Orlando’s Seven-Hour Leg of Lamb
(serves six)
1 large leg of lamb, about 3 kg
4 onions, sliced
4 carrots, sliced
8 garlic cloves, peeled but left whole
300 ml white wine
300 ml stock
2 tbsp Armagnac, to finish
Season the lamb and heat a braising pan on the hob. Brown the lamb on all sides thoroughly so it is nicely scorched — about ten minutes. It will not brown during braising, so this is your only chance. Lamb varies, so add a little oil if the pan seems dry, and pour away most of the fat if a lot has collected in the pan during the browning.

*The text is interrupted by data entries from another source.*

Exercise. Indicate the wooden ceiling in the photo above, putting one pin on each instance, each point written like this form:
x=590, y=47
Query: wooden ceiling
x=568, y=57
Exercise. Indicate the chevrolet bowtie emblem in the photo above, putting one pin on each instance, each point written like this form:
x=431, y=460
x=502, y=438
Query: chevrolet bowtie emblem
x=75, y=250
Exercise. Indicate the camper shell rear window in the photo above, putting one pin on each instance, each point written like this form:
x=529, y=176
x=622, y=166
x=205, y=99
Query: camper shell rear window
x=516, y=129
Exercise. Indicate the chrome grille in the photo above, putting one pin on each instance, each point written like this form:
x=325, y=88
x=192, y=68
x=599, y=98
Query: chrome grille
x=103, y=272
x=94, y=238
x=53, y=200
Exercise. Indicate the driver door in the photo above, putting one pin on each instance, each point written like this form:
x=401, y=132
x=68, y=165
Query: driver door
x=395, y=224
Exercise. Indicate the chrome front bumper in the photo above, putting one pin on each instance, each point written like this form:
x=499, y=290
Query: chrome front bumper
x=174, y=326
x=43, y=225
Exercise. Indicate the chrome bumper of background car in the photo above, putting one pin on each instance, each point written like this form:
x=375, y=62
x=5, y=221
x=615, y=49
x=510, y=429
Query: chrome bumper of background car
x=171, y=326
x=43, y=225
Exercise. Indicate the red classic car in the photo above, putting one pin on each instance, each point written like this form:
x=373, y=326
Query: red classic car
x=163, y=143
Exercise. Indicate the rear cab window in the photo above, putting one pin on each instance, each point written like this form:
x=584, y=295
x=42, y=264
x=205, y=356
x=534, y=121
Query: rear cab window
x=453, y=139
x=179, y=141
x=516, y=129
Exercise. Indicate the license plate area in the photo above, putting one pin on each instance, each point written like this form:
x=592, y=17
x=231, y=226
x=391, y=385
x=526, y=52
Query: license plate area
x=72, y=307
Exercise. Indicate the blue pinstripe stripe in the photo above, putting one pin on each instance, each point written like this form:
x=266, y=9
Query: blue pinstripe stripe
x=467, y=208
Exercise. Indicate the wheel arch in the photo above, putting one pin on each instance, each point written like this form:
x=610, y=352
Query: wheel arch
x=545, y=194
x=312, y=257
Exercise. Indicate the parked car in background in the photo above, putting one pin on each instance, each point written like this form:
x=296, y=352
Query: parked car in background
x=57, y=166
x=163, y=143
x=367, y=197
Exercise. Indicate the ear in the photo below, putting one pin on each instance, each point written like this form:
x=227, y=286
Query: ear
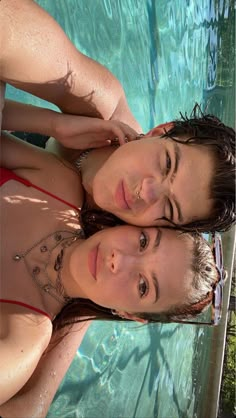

Lift out the lamb and set aside. Add the onions and carrots and brown those — about 5 minutes — then add the garlic, lamb, wine and stock. Season and bring to the boil. Cut out a piece of baking paper [I had none and used aluminium foil, which was fine] and lay over the lamb to keep it moist.
Transfer to an oven heated to 120C (100C fan) and cook for seven hours, turning twice. After 5 hours the meat will be cooked; you can serve it now, or stick with tradition and give it a couple of hours more.
There is no need to rest the meat when it is cooked this way, but you need to finish the sauce. If you are planning to serve the meat on a dish, put it on the dish now. Use wide spatulas and arrange your serving dish in the most convenient spot before attempting to lift the extremely tender lamb out of its cooking pot. If you are planning to serve it in the cooking pot, drain all the cooking juices into a bowl.
Strain the juices — I discard the vegetables now but you can serve them — [we did and they were luscious, the carrots surprisingly holding their shape] and defat them (I use my gravy separator). Put the juices into a pot and boil quickly to a saucy consistency. Stir in the Armagnac, if you wish. Pour over the lamb or serve alongside.